Siem Reap – the Temples of Angkor

I arrived in Siem Reap with a very positive outlook of Cambodia. Exploring the various parts of the country, I couldn’t be more in love with it. However, spending a few days in the city, unfortunately it showed me a different side. 

Upon arrival, as per usual in any new place, I went for a wander. As my hostel was near the market, the streets were flooded with stalls selling anything you could imagine – fruit, meat, clothes, watches, jewellery. It was clear that Siem Reap was the tourist haven of the country. It also appeared to be the poorest city, with many beggars and their young children sadly in the street. 

Maybe if I spent longer, I may have found more reasons to love it, however I felt like it had lost the beauty and simplicity of real life Cambodia. But it still wasn’t a place to miss because of the country’s iconic ancient ruins – Angkor. 

The temple complex of Angkor (which translates to Capital City in Khmer, as it was the hub of the Khmer empire, which reined between the 9th and 15th century) is made up of a collection of cities including roughly 38 major archeological sites (72 including additional buildings). Originally built as a personal temple mausoleum for King Suryavarman II being dedicated to Hinduism, after the emergence of new builds/cities (under different Kings) and reconstructions over the years, it has since become a well-known Buddhist shrine and hot tourist destination. 

Tickets can be purchased for one day ($37), three days ($62) and seven days ($72). As hard as you may try, you wouldn’t be able to see all the sites in one day, however as I had little time, I bought a single pass. Because of this, I decided to organised what is called a ‘Small Tour’, which in fact isn’t small, as it encompasses several of the major and minor temples, covering 17 kilometres. But instead of taking the normal tourist route, our lovely tuk tuk driver kindly took us the opposite way to avoid the crowds. 

Below is our route, a bit of information on the different temples and photos. I’ve tried not to completely overload with information, especially as I even find it hard to get my head around the full magnitude of the site. 

Banteay Kdei

The start of our jam packed day started at Bantaey Kdei. Translating to ‘Citadel of cells’, this mid-12th century temple was originally built as a monastery, housing monks at various points throughout the centuries, up until the 1960s. 

Being our first stop, we spent a long time exploring the temple and were amazed at the detail and structure of the building. We even walked up to a lake, which used to be the King’s swimming pool, according to our guide! Ta Prohm

Personally I thought this temple looked like something out of Indiana Jones with it’s big jungle trees and roots intertwining through the ruins. The temple, being built from the late 12th century, was originally known as Rajavihara (Monastery of the King). Unfortunately due to years of looting and decay in the structure, it was undergoing some construction work. 

Ta Keo

Being one of the tallest of the temples, I instantly became Jessica Croft during the hour we explored it’s steep structure. The pyramid shaped Ta Keo mountain temple was built in the early 11th century and was in fact never complete. 


This was my favourite of all the temples! Constructed in the late 12th century to early 13th century, it is the heart of Angkor Thom (translated to Great City) the last of the capital temple cities created during the Khmer Empire. The site is richly decorated with a sea of stone faces and with it’s different levels, was fun to explore. 
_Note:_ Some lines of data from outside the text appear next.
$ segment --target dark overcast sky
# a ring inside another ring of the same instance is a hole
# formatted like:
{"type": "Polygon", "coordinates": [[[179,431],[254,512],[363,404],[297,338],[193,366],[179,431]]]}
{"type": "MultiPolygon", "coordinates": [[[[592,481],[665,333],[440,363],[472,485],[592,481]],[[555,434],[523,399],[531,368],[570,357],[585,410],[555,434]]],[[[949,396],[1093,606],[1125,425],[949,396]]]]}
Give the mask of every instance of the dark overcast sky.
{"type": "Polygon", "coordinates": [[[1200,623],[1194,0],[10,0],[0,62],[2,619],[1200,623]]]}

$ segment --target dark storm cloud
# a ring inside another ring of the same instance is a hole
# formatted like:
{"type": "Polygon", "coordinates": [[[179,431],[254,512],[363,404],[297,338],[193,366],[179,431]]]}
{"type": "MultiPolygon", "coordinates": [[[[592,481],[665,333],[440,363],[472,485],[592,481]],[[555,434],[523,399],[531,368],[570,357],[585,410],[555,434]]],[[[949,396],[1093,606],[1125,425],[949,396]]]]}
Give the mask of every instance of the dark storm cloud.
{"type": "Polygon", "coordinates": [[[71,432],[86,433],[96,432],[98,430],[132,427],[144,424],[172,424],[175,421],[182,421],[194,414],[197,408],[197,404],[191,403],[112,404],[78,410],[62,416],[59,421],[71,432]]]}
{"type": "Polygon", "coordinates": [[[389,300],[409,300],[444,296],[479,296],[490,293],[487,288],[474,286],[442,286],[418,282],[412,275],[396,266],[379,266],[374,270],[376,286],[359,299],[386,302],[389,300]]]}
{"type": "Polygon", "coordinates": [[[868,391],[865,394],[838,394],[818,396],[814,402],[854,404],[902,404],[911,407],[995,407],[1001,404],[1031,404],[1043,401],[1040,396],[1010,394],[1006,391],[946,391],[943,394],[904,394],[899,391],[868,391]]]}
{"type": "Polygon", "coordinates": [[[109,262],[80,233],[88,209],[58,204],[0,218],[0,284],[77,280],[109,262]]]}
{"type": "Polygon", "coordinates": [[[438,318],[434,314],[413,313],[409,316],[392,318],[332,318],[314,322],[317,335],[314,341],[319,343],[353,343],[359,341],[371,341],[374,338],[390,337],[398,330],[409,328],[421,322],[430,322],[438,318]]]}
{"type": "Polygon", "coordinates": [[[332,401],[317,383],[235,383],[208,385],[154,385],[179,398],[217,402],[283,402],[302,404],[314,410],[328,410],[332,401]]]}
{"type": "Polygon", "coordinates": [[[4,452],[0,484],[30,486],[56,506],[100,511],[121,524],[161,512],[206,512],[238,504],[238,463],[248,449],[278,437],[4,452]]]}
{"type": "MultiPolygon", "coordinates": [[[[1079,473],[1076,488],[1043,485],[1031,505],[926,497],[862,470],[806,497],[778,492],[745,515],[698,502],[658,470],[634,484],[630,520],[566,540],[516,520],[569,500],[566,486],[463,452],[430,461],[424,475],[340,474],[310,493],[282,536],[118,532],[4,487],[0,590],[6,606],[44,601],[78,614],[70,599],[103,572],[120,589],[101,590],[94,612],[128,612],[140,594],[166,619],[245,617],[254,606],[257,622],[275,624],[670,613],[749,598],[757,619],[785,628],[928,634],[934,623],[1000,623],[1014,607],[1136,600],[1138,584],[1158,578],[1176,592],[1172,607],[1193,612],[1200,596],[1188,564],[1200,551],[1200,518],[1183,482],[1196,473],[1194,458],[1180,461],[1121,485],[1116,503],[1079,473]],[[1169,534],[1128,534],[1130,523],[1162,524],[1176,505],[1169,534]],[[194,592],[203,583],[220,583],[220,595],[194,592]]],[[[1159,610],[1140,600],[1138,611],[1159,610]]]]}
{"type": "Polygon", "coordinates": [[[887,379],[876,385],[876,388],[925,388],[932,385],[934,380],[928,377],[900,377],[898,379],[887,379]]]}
Also located in Angkor Thom, Baphuon is the most poorly made of all the temples, so is still under construction in parts. It is still however a pretty spectacular site (and view). 
Angkor Wat

Angkor Wat is the main attraction at this large religious site and has in fact become an important symbol of Cambodia, being honoured on its flag, as well as it’s beer πŸ˜‰. Standing as the world’s largest religious monument and the most preserved of the temples, it is no surprise crowds after crowds of people flock to see it everyday. Originally constructed at the beginning of the 12th century as a Hindu temple, it was gradually transformed into a Buddhist site. Honestly, the amounts of people there did spoil it a tiny bit, however it was still impressive! 

So that’s my day exploring ‘some’ of the temples. With the heat it was a tough and I’m not sure if I would have been able to do two more days, but I’m definitely glad I went. 

Jessica Storm ✌️


2 thoughts on “Siem Reap – the Temples of Angkor

  1. I believe Indiana Jones & The Temple of Doom and Tombraider were both actually filmed here. I’ve wanted to go there and see it for myself for so long! Love the pictures, must have been a really amazing experience!